Board.solve_cascade()¶
Cascade solver: classifies each step as bottleneck (L3+ technique) or cascade (L1-L2). Shows how the puzzle avalanches from a few hard moves.
b = Board("980700600700000090006050000...")
result = b.solve_cascade()
print(f"Bottleneck depth: {result['bottleneck_depth']}")
print(f"Cascade placements: {result['cascade_count']}")
print(f"Ratio: 1:{result['cascade_count'] // max(1, result['bottleneck_depth'])}")
for m in result['bottleneck_moves']:
print(f" {m['cell']}={m['digit']} via {m['technique']}")
On the 50 hardest puzzles, average bottleneck depth is 2.8 — just 3 hard moves, everything else cascades through singles.
Board.siro_solve()¶
Hybrid solver: techniques crack bottlenecks, SIRO predicts the rest.
b = Board("980700600700000090006050000...")
result = b.siro_solve()
print(f"Predictions: {result['correct']}/{result['total_predictions']} ({result['accuracy']:.1%})")
print(f"Propagated: {result['propagated']} cells")
Board.scandalous_exocet()¶
Post-solve validated Exocet scan. Solves with pure logic first, then checks if any Exocet patterns on the original board are valid.
b = Board("980700600750000040003080070...")
results = b.scandalous_exocet(preset='larstech')
for r in results:
print(f"{r['detail']}")
print(f"Valid: {r['valid']}")
Board.forge_permute()¶
Constellation Forge: generate unique puzzles via digit permutation. Takes a unique puzzle, permutes digits 1-9, returns up to 362,880 unique puzzles.

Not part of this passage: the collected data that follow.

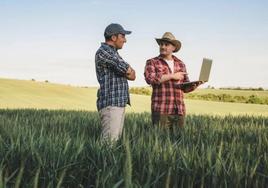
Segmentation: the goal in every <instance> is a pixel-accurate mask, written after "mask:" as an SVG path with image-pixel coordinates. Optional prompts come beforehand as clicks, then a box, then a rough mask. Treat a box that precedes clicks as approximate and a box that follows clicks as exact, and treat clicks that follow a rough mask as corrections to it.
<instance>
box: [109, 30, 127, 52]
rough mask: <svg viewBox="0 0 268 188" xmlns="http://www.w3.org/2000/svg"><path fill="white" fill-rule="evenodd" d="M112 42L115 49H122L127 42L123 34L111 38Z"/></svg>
mask: <svg viewBox="0 0 268 188" xmlns="http://www.w3.org/2000/svg"><path fill="white" fill-rule="evenodd" d="M112 41H113V42H114V46H115V48H116V49H122V48H123V45H124V43H125V42H127V39H126V37H125V35H124V34H118V35H114V36H112Z"/></svg>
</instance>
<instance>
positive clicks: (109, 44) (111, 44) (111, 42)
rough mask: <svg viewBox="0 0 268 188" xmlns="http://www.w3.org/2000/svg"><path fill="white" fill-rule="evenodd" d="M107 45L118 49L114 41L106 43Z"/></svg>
mask: <svg viewBox="0 0 268 188" xmlns="http://www.w3.org/2000/svg"><path fill="white" fill-rule="evenodd" d="M105 44H108V45H110V46H112V47H114V48H115V49H116V47H115V45H114V43H113V42H112V41H105Z"/></svg>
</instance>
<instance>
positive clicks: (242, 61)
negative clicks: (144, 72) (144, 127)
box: [0, 0, 268, 88]
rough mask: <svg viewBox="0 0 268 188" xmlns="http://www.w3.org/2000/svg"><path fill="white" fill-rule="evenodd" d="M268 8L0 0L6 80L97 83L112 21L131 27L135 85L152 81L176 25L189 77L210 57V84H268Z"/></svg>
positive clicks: (184, 60) (178, 52) (130, 39)
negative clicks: (163, 42)
mask: <svg viewBox="0 0 268 188" xmlns="http://www.w3.org/2000/svg"><path fill="white" fill-rule="evenodd" d="M267 9H268V1H260V0H256V1H249V0H244V1H242V0H236V1H223V0H222V1H220V0H214V1H193V0H169V1H163V0H147V1H146V0H135V1H130V0H114V1H111V0H87V1H86V0H76V1H70V0H65V1H63V0H62V1H60V0H53V1H52V0H34V1H33V0H31V1H30V0H25V1H22V0H0V78H15V79H26V80H31V79H35V80H38V81H45V80H48V81H49V82H54V83H63V84H70V85H74V86H98V82H97V79H96V74H95V62H94V58H95V52H96V50H97V49H98V48H99V46H100V44H101V42H104V37H103V33H104V29H105V27H106V26H107V25H109V24H110V23H119V24H121V25H122V26H123V27H124V28H125V29H126V30H131V31H132V33H131V35H127V42H126V43H125V45H124V47H123V49H121V50H119V53H120V55H121V56H122V57H123V59H124V60H125V61H127V62H128V63H129V64H130V65H131V66H132V67H133V68H134V69H135V70H136V77H137V79H136V80H135V81H134V82H132V81H130V82H129V84H130V86H146V85H147V84H146V82H145V81H144V76H143V72H144V66H145V63H146V60H147V59H150V58H153V57H155V56H158V55H159V47H158V45H157V43H156V41H155V38H161V37H162V35H163V34H164V32H166V31H169V32H172V33H173V34H174V36H175V37H176V38H177V39H178V40H180V41H181V43H182V48H181V50H180V51H179V52H177V53H174V55H175V56H177V57H178V58H179V59H181V60H182V61H183V62H184V63H185V64H186V67H187V71H188V75H189V77H190V80H193V81H194V80H196V79H198V77H199V72H200V68H201V63H202V59H203V58H204V57H206V58H210V59H213V65H212V69H211V74H210V79H209V82H208V83H206V84H205V85H204V86H203V87H207V86H214V87H238V86H239V87H263V88H268V11H267Z"/></svg>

puzzles = Board.forge_permute(
"000060010000300007000001300007000080020400006100005900003050060800009500040200091",
count=10
)
for p in puzzles:
print(p)
Every output puzzle is guaranteed unique. The mask structure is preserved — only digit labels change.
Board.siro_predict()¶
Run SIRO cross-digit prediction on the current board state.
b = Board("980700600...")
preds = b.siro_predict()
for pos, info in preds.items():
print(f"R{pos//9+1}C{pos%9+1}: predict {info['digit']} (confidence {info['confidence']})")
Board.compute_zones()¶
Compute WSRF zone likely map for the current board.
Engine Access¶
For advanced usage, you can access the bitwise engine directly:
from larsdoku_zs.engine import BitBoard, propagate_l1l2, solve_backtrack
# Create a board
bb = BitBoard.from_string("4...3.......6..8..........1....")
# Run L1+L2 propagation
placements = propagate_l1l2(bb)
print(f"L1+L2 placed {len(placements)} digits, {bb.empty} remaining")
# Get backtrack solution (for verification)
solution = solve_backtrack("4...3.......6..8..........1....")
Warning
The engine API is lower-level and may change between versions. Use solve() for stable usage.